James Perry, «Hiroshima no.10», 2014 Qualche anno fa si diceva di non andare nella zona di Williamsburg di Brooklyn perché era pericolosa. Poi Williamsburg è diventata la SoHo di Brooklyn. Allora gli avvertimenti si sono spostati verso est: non andare a Greenpoint, Red Hook, Bushwick e Bedford Stuyvesant, cattivi quartieri. Ed è proprio lì che ci hanno portato gli amici che ci vivono, a vedere un paio delle dozzine di nuove gallerie che sono sorte in quelle zone. A New York i primi a cercare ampi spazi che costano poco sono gli artisti, poi vengono le gallerie e poi, appena si sparge la voce, gli speculatori immobiliari che cacciano tutti e costruiscono alti condomini di lusso. La prima fermata del nostro giro è stata una grandiosa, pulitissima galleria belga, Clearing. Sui muri dell’angolo destro erano allineati piccoli quadri tutti della stessa dimensione, di Loïc Raguénès (francese, 1968). Le due enormi pareti di sinistra erano vuote. Mi sono detto: «Ah, ecco di nuovo i pois ripetitivi. Però questo vuoto dell’ambiente è molto efficace». Poi ho guardato bene e mi sono innamorato della quiete e tensione delle file di tondi dipinti con attenzione amorevole. Un solo quadretto disperso nella seconda stanza ha un piccolo tondo in un paesaggio, una luna, forse.

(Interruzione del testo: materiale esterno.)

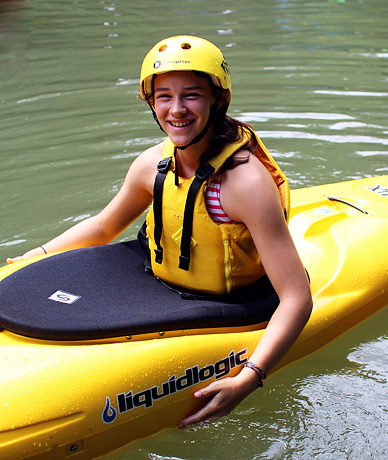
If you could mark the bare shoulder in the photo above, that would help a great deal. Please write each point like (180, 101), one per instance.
(150, 157)
(143, 170)
(249, 187)
(245, 176)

La Schema Projects aveva una mostra di gruppo di artisti che coltivano la delicatezza attraverso l’uso del cucito su carta. Una delle più interessanti è stata la californiana Oriane Stender, artista di mezza età impegnata in una ricerca fine e ossessiva di ritaglio e ricomposizione usando pagine di libri e biglietti da un dollaro che nelle sue mani si trasformano in miniature di tappeti magici.

Mi ha fatto molto pensare la mostra alla galleria Sideshow, una delle prime a Bushwick. Ogni anno l’artista Richard Temperio invita centinaia di artisti soprattutto pittori per un’esposizione di massa. Questa volta erano 600. Uno penserebbe subito alla solita oceanica antologica di tutto e di più, ma io mi sono ritrovato a guardare quadro dopo quadro e considerare che il livello di impegno e capacità di questi artisti era davvero molto alto. Alcuni sono morti, altri giovanissimi, altri in piena carriera, altri sconosciuti, altri abbastanza famosi. Sono persone che fanno arte per fare arte e se il successo commerciale le tocca o meno se ne fregano. Una mostra come questa, disordinata, in due piccole stanze foderate di pittura fino al soffitto, possiede un concentrato di forza. E pensare che che si parlava della morte della pittura.